Cloudera Data Platform Private Cloud Prerequisites¶
Table of Contents
Introduction¶
This document includes the prerequisite steps for Cloudera Data Platform Private Cloud.
Cluster Configuration¶
A number of cluster options will need specific Gluent Data Platform configuration parameters to be set when completing the Gluent Data Platform Environment File Creation installation step. Confirm these values as follows and note them down:
Option |
Cloudera Manager Location |
---|---|
DataNode Data Transfer Protection |
Clusters → Cluster Name → HDFS Service → Configuration → Search (dfs.data.transfer.protection) |
Data Transfer Encryption |
Clusters → Cluster Name → HDFS Service → Configuration → Search (dfs.encrypt.data.transfer) |
Hadoop RPC Protection |
Clusters → Cluster Name → HDFS Service → Configuration → Search (hadoop.rpc.protection) |
HDFS High Availability |
Clusters → Cluster Name → HDFS Service → Instances → Federation and High Availability |
Impala HS2 Port |
Clusters → Cluster Name → Impala Service → Configuration → Search (hs2_port) |
Kerberos Enabled |
Administration → Security |
Kerberos Principal |
Clusters → Cluster Name → Impala Service → Configuration → Search (Kerberos Principal) |
LDAP Enabled |
Clusters → Cluster Name → Impala Service → Configuration → Search (enable_ldap_auth) |
Ranger Enabled |
Clusters → Cluster Name → Impala Service → Configuration → Search (Ranger Service) |
SSL Certificate |
Clusters → Cluster Name → Impala Service → Configuration → Search (ssl_server_certificate) |
SSL Enabled |
Clusters → Cluster Name → Impala Service → Configuration → Search (client_services_ssl_enabled) |
Provision a Gluent Data Platform OS User¶
A Gluent Data Platform OS user (assumed to be gluent for the remainder of this document) is required on the Hadoop node(s) on which Gluent Offload Engine commands will be initiated.

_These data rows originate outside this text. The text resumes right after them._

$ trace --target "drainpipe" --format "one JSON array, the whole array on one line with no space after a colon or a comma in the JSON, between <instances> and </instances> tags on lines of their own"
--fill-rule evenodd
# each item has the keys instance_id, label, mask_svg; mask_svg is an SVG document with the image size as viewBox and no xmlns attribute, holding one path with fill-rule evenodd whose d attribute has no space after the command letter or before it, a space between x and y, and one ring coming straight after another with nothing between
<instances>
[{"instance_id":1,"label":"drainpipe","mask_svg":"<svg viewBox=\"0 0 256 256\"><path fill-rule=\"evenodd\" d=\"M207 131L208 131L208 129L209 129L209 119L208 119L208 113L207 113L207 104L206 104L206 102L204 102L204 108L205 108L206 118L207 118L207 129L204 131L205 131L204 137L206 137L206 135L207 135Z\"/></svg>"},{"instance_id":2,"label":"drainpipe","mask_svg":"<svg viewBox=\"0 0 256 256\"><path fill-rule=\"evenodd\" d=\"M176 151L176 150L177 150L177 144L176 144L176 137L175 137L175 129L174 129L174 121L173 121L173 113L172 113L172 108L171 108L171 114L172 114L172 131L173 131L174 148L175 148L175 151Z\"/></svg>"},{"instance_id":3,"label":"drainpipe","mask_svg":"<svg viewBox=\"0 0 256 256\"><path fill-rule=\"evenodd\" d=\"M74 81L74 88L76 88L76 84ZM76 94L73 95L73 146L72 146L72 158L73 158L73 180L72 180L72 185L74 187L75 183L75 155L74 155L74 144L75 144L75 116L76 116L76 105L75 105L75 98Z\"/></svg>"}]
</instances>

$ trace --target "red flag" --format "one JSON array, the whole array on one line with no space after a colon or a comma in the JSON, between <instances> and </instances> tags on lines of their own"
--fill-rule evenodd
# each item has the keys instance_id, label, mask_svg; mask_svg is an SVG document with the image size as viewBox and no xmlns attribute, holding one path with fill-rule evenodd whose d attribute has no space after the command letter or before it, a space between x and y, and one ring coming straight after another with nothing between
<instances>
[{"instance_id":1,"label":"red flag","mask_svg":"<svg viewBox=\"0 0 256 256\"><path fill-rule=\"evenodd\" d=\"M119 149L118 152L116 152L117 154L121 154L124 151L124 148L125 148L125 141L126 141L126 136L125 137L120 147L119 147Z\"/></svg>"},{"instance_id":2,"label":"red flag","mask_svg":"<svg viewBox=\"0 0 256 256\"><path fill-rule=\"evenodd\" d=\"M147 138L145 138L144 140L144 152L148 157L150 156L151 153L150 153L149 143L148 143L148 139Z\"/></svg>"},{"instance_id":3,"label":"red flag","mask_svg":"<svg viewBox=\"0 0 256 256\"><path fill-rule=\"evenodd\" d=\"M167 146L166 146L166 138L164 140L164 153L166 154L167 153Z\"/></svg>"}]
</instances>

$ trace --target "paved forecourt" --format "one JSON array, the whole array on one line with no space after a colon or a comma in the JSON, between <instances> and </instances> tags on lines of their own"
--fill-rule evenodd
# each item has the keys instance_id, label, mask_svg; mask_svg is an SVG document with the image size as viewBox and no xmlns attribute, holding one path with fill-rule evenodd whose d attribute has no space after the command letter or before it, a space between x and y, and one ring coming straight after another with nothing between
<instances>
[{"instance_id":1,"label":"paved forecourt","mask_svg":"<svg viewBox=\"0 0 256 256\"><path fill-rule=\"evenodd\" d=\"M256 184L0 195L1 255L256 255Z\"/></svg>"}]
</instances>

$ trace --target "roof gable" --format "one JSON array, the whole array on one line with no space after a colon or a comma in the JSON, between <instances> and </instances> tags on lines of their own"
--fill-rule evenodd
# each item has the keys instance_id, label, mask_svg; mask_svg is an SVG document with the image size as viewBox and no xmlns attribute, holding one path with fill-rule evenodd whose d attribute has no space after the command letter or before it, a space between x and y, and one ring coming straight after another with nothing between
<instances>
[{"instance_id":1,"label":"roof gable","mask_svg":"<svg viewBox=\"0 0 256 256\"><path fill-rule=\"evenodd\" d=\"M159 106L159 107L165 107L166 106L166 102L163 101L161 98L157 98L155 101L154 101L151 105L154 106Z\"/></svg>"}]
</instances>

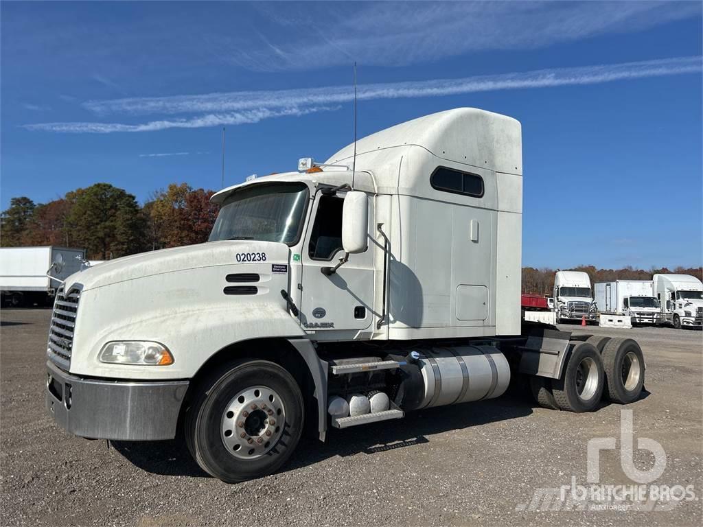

This user should be provisioned using the appropriate method for the environment, e.g. LDAP, local users, etc. There are no specific group membership requirements for this user.
Verify the user is present using the following command:
$ id gluent
Storage Requirements¶
Note
This prerequisite is needed only if Gluent Data Platform is to be installed on Hadoop node(s).
A filesystem location must be created for Gluent Data Platform installation.
Gluent Data Platform occupies approximately 1GB of storage once unpacked.
During operation, Gluent Data Platform will write log and trace files within its installation directory. Sufficient space will need to be allocated for continuing operations.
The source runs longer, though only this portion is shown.